Fisherfolk set boats on fire at Vizhinjam as protest gathers steam on 100th day

The fishermen set their boats on fire as a mark of protest. Photo: Manoj Chemancheri/Manorama

Marking the 100th day of their anti-port agitation, fisherfolk led by the Thiruvananthapuram Latin Archdiocese massed in huge numbers along the coast under the blazing sun at Vizhinjam and Muthalapozhi on Thursday. According to police estimates, nearly 4,000 men and women had mobilised along the coast at Vizhinjam alone.

While men and women threw aside the police barricades, broke open the main lock and trooped into the project site at Mulloor near Vizhinjam, defying a High Court stricture against entering the port premises, nearly 100 boats that were launched from Vizhinjam in the south and Muthalapozhi in the north closed in on both sides of the half-complete port structure. 

The Adani port was under complete siege. The message was clear: Until the port construction was abandoned, the agitation will continue. "Our agitation will take new and surprising forms in the coming days if the government refuses to heed our demands," Fr Eugene Preira, the convenor of the Action Council said.

Muthalapozhi, the other site of the siege and some 40 km north of the Vizhinjam port, fishing boats packed themselves together to create a wall, similar to the one formed by football players before a free kick, inside the mouth of the harbour preventing the movement of Adani's barges into the harbour.

Adani Ports has a docking yard on the eastern side of the Muthalapozhi harbour channel where rocks transported from various parts of the state for the construction of the port breakwater are stocked.

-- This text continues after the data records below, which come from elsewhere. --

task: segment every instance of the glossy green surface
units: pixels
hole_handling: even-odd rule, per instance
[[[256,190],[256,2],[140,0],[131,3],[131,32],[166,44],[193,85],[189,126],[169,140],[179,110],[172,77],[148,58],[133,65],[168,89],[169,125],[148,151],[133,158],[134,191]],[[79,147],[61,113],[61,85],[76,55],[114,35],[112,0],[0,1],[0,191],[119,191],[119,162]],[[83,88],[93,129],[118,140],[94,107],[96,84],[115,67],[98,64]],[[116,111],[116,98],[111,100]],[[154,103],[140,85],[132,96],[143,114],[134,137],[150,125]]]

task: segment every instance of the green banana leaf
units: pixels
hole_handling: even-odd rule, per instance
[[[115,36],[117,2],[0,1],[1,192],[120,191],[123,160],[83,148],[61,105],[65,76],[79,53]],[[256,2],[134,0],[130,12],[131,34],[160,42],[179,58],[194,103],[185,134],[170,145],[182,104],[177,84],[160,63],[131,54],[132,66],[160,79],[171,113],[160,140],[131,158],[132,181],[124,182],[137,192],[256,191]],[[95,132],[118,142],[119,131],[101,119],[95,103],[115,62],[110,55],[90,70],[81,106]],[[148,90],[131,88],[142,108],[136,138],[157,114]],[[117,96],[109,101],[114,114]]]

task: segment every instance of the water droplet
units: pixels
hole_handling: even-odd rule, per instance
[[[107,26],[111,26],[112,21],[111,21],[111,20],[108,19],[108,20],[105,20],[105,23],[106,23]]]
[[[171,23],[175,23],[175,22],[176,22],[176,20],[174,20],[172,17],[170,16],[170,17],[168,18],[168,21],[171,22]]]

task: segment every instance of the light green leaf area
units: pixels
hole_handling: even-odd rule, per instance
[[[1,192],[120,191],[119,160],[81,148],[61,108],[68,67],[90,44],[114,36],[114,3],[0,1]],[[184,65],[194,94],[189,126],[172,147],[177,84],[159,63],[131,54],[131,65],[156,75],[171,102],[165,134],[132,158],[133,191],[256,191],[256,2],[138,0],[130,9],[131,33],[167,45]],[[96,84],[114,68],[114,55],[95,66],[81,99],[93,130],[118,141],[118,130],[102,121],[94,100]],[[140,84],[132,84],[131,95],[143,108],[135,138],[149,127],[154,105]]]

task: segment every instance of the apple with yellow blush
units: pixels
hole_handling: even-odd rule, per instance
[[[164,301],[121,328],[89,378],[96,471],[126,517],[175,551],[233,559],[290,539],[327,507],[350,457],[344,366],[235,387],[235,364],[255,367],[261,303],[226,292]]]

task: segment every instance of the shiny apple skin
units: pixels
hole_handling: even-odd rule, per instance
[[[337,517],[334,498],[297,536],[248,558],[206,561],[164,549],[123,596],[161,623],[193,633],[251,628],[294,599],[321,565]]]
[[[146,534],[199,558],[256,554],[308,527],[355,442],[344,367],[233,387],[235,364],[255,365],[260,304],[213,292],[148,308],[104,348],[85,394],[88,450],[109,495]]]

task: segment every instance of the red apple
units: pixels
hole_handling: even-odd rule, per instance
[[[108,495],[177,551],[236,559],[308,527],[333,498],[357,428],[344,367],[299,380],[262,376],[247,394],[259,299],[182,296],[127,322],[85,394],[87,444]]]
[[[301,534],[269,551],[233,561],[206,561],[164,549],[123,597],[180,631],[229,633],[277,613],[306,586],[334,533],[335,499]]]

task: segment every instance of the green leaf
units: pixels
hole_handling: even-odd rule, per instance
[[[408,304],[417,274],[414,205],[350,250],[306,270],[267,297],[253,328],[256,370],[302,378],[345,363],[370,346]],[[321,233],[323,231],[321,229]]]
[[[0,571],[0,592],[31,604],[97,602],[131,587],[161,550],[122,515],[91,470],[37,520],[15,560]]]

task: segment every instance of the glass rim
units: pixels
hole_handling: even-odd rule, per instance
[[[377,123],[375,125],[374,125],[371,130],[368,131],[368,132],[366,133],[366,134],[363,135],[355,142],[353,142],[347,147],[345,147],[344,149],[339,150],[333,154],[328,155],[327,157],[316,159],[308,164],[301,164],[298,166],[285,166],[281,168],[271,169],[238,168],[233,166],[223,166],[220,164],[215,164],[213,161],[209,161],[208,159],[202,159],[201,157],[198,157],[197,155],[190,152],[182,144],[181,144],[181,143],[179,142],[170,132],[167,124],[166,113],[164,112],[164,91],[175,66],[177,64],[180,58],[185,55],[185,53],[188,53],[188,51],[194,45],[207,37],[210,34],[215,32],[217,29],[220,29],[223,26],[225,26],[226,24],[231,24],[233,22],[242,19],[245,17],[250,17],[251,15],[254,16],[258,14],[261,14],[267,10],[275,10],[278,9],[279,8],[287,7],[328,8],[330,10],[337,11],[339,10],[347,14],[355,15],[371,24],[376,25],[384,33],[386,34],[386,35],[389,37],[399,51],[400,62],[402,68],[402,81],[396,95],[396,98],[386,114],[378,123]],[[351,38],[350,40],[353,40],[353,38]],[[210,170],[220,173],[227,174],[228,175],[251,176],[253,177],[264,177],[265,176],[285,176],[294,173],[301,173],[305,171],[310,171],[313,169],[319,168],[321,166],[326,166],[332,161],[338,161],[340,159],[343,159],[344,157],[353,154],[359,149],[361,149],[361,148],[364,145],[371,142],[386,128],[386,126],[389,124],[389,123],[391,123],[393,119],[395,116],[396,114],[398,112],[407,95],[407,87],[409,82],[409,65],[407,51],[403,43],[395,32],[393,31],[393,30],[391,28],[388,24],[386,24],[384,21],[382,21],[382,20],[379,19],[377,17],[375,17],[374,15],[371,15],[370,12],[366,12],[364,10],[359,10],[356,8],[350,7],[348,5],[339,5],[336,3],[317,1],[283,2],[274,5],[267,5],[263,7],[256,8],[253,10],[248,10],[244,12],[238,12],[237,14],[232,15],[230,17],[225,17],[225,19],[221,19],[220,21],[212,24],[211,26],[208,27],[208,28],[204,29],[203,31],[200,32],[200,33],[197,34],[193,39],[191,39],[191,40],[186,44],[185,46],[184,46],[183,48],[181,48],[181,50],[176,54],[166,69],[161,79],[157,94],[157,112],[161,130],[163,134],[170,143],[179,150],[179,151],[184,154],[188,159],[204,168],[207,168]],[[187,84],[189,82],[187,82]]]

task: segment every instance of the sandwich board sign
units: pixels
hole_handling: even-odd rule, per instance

The police were deployed in large numbers. Though the men in khaki were present in forbidding numbers, nearly 1,500 personnel were posted at the protest venues, the agitators outnumbered them by a hilarious margin. Nonetheless, both the protesters and the law enforcers exercised commendable restraint.

Fisherfolk gather at Vizhinjam for the 100th day of protest. Photo: Manoj Chemancheri/Manorama

Still, there were dramatic moments off the Vizhinjan coast where fishermen set alight old fishing boats. At Vizhinjam, from a distance, the sea resembled the war footage of a period war drama with a multitude of boats with flags fluttering on their brows, and some of them up in flames, moving towards the port site.

The 100th day show of strength seems like a sign that the agitators are getting more hawkish. If the slogans and the fervour of the agitators are anything to go by, they will not settle for anything less than the junking of the Adani port project. The government has already stated, in no uncertain terms, that this was impossible.

 

With both sides hardening their positions, it is not clear what form the agitation will take in future.

The fisherfolk began protesting against the Vizhinjam port raising seven major demands, including a construction freeze at the Adani port site.

If the protesters have decided to intensify their struggle, it is because they are not satisfied with the LDF government's response. In these 100 days, mutual suspicion has grown.

The agitating fisherfolk say the government is taking arbitrary decisions with the sole purpose of misleading the poor fisherfolk. In turn, the government continues to maintain that the strike is fuelled by “outside forces” out to destroy Kerala's development.

It is also clear that the government will not move an inch back from its firmly stated position that coastal erosion was not the fallout of port construction. Stopping construction work, the primary demand of the striking coastal folk, has been declared non-negotiable by the government.